Irish Daily Mail

WHAT BOOK?

- JOHN O’FARRELL Author and comedy scriptwrit­er

...are you reading now?

I READ a lot of history books because I do a funny podcast called We Are History with the comedian Angela Barnes — so I have just finished Vive La Revolution by Mark Steel; his hilarious account of 1789 and all that. But I am currently gripped by Four Shots In The Night by Henry Hemming, which is out next month, and is a fascinatin­g and often shocking account of MI5’s infiltrati­on into the IRA during The Troubles in Northern Ireland.

On the fiction front, I have just read Mrs Palfrey At The Claremont by the wonderful Elizabeth Taylor, a funny and moving story by a great English novelist who deserves to be more widely celebrated.

...would you take to a desert island?

I MIGHT take something I know I’d enjoy re-reading, say Catch-22 by Joseph Heller or The Slaves Of Solitude by Patrick Hamilton. But I feel slightly ashamed that I have never read War And Peace by Leo Tolstoy, because so many clever people that I respect tell me it is a very rich and complex novel.

Being on a desert island might be my one chance to put right that omission in my literary education.

Plus, it’s such a big thick book, I could use it to stand on and get to that last coconut which was just out of reach.

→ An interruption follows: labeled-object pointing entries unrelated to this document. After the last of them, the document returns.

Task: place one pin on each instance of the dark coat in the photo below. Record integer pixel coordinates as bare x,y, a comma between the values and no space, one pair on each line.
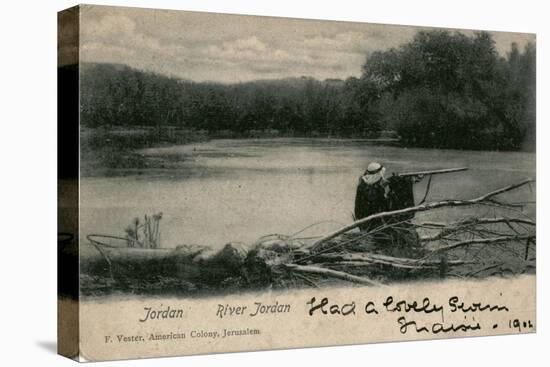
370,199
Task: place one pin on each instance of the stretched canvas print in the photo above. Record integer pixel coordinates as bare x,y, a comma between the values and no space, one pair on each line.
238,183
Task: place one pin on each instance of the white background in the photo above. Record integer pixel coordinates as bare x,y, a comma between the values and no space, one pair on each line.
28,185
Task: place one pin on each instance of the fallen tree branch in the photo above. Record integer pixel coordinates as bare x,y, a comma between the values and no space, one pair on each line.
383,259
492,240
419,208
332,274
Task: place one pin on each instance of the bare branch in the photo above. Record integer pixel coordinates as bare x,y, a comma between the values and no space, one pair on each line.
419,208
332,274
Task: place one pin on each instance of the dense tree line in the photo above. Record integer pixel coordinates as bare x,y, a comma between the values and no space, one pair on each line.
448,90
116,95
442,89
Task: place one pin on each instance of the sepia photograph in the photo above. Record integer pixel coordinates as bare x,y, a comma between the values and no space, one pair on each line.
236,183
227,154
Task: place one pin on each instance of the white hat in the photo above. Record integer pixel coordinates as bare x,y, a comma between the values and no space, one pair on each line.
375,172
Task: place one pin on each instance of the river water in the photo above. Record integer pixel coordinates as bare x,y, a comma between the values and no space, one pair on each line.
238,190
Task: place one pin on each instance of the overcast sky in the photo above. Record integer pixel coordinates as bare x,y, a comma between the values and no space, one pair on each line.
233,48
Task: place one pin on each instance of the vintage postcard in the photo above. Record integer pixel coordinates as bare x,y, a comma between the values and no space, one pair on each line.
239,183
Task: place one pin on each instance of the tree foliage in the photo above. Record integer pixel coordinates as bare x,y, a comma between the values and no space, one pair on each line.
448,90
440,90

...first gave you the reading bug?

I WAS always drawn to humour as a child — I loved the Nigel Molesworth stories (Down With Skool! and How To Be Topp) and Asterix books. At the time I felt a little guilty and embarrasse­d that I wasn’t reading ‘proper books’, but of course, it is all valid and, as a parent, I was always happy to see my kids reading pretty much anything. I had no idea that one day I would write comedy scripts, but in my early teens I was already reading and re-reading the collected scripts from Hancock’s Half Hour, Fawlty Towers and all my favourite television programmes.

. . . left you cold?

MY WIFE gave me A Little Life by Hanya Yanagihara. I read all 736 pages of it with increasing despair and, at the end, while I could see the scale of the literary achievemen­t, I just wished I had read something less unremittin­gly grim.

It was such a long catalogue of abuse and suffering and misery, and as someone who writes, hopefully, funny books with upbeat endings, I realised that this acclaimed novel probably wasn’t aimed at me.

I do feel like there is a tendency for the publishing industry and critics to think a book is more worthy and valid if it is really dark and full of suffering, but I would assert that it is also very hard to write properly funny and pacey books that make you feel good about the world.

(That’s me asking for the Nobel Prize For Literature for my stupid jokes about middle-class life!)

■ FAMILY Politics by John O’Farrell (Doubleday, €28) is out on March 14.